既述のとおり、コペンハーゲンでは、自転車専用道等の整備と時速20キロで走ると信号待ち無しで走れる「グリーンウェーブ」システムの整備により、自動車の平均速度に近いスピードで走ることが可能な環境整備を進めている。また、雪の日は一般車道より優先して自転車道の除雪を行なう。雨や雪の日は、車は渋滞して一般の日より時間がかかるとして、雨・雪をいとわず自転車を利用する人が多いという。
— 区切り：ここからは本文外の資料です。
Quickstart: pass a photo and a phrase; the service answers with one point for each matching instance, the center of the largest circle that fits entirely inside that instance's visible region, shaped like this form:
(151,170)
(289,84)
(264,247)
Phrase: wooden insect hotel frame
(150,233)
一方で、車に対しては、路上駐車の排除、速度制限や通行エリアなどの規制の強化を進め、利便性を減らす政策を同時進行させている。

このように、第二次世界大戦前から自転車を都市交通の中心として取組むデンマークの自転車活用は、地球温暖化問題や、エネルギー資源の高騰といった社会的制約要因への対応や健康維持を図るだけではなく、我が国の地域づくりにおいても示唆を与えてくれる。